Limitations and perspectives. This observational study has several limitations. First, our study population had a notably high prevalence of males, which curtails the opportunity to discern gender-related differences among patients taking SGLT2i. Second, although we noted a trend toward increasing dosages of other disease-modifying drugs, a direct relationship with SGLT2i therapy cannot be ascertained based on our data alone. Moreover, the maximal dose of disease-modifying drugs achieved in our study was lower than that observed in the high-intensity care group of the recent STRONG-HF trial [12]. Future studies should elucidate these clinical nuances to fully understand how to optimise HFrEF therapy through the introduction and up-titration of the recommended drug classes. Moreover, the adverse events and safety profile should be adequately evaluated. Lastly, our ability to prescribe SGLT2i was limited to a small percentage of patients with HFmrEF, HFpEF, or HFimpEF. Real-world studies that explore the efficacy and effectiveness of SGLT2i across the LVEF spectrum would be valuable, especially considering the distinct pathophysiological bases and clinical determinants of HFmrEF and HFpEF [29].
5. Conclusions
In conclusion, our findings offer real-world evidence suggesting that SGLT2i therapy can be introduced to a significant proportion of patients with HFrEF. The introduction of this treatment does not hinder the optimisation of therapy with ARNi, beta-blockers, and MRAs. Moreover, it correlates with a decreased use of diuretics. Future research should validate these findings in a more extensive, multicentric real-world setting. Additionally, such studies should shed light on the clinical intricacies tied to the application of SGLT2i in patients with HFmrEF, HFpEF, or HFimpEF. It is worth noting that our results were constrained by Italian reimbursement policies.
Author Contributions
Conceptualization, E.T. and M.I.; methodology, M.C. and M.I.; formal analysis, M.I.; investigation, E.T., M.C., G.A., R.P., S.I., M.R., G.P. and M.I.; data curation, E.T., G.A., R.P., S.I., M.R., G.P. and M.I.; writing—original draft preparation, E.T. and M.I.; writing—review and editing, M.C., M.D.B. and N.D.B.; supervision, M.C., M.D.B. and N.D.B. All authors have read and agreed to the published version of the manuscript.
Funding
This research received no external funding.

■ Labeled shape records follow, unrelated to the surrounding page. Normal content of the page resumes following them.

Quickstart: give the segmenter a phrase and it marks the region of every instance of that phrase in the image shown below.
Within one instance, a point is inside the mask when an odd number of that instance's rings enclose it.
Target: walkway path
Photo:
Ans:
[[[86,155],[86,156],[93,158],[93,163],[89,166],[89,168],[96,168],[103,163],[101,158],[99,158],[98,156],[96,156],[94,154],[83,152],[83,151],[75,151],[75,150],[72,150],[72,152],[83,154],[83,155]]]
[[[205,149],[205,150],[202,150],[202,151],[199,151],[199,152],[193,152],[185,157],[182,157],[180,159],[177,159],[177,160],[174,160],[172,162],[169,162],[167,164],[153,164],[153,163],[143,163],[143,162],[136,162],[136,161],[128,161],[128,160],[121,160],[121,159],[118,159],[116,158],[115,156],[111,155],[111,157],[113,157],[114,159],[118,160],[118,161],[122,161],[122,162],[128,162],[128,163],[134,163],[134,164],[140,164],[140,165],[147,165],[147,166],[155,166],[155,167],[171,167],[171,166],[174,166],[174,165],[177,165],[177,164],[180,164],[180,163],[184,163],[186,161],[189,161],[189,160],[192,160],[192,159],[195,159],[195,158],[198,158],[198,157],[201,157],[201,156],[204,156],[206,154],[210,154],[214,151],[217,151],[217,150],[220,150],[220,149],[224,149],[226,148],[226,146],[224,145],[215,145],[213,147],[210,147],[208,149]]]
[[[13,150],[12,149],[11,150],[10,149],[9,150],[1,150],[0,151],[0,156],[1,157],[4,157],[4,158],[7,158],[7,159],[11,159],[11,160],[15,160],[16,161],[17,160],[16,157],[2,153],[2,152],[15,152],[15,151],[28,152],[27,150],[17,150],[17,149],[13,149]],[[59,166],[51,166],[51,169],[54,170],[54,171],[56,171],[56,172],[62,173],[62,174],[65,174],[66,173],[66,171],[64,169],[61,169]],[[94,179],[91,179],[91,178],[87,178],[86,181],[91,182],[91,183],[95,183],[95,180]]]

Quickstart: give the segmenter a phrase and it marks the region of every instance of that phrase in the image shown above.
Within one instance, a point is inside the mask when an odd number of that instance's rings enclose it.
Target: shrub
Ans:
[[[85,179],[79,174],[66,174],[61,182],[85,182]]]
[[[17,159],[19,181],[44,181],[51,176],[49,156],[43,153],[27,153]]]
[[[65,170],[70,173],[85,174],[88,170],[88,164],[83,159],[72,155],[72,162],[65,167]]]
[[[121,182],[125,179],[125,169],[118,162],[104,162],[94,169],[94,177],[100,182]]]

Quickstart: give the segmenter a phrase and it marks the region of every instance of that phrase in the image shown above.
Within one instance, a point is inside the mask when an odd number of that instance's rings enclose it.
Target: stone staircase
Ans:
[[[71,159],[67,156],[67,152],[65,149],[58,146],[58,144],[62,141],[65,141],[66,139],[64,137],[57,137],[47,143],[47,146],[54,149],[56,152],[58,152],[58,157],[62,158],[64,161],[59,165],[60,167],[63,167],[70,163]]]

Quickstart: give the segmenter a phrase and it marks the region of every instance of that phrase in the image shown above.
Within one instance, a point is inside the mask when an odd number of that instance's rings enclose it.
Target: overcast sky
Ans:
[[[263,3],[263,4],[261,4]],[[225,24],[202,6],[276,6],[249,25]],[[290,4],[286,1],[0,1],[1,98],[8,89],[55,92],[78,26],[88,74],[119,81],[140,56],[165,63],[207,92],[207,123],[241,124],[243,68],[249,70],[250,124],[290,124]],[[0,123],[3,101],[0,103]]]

Institutional Review Board Statement
The study was conducted in accordance with the Declaration of Helsinki, and approved by the Institutional Ethics Committee of the Polyclinic University Hospital of Foggia, Foggia, Italy (protocol code 68/CE/20, date of approval 26 May 2020).
Informed Consent Statement
Informed consent was obtained from all subjects involved in the study.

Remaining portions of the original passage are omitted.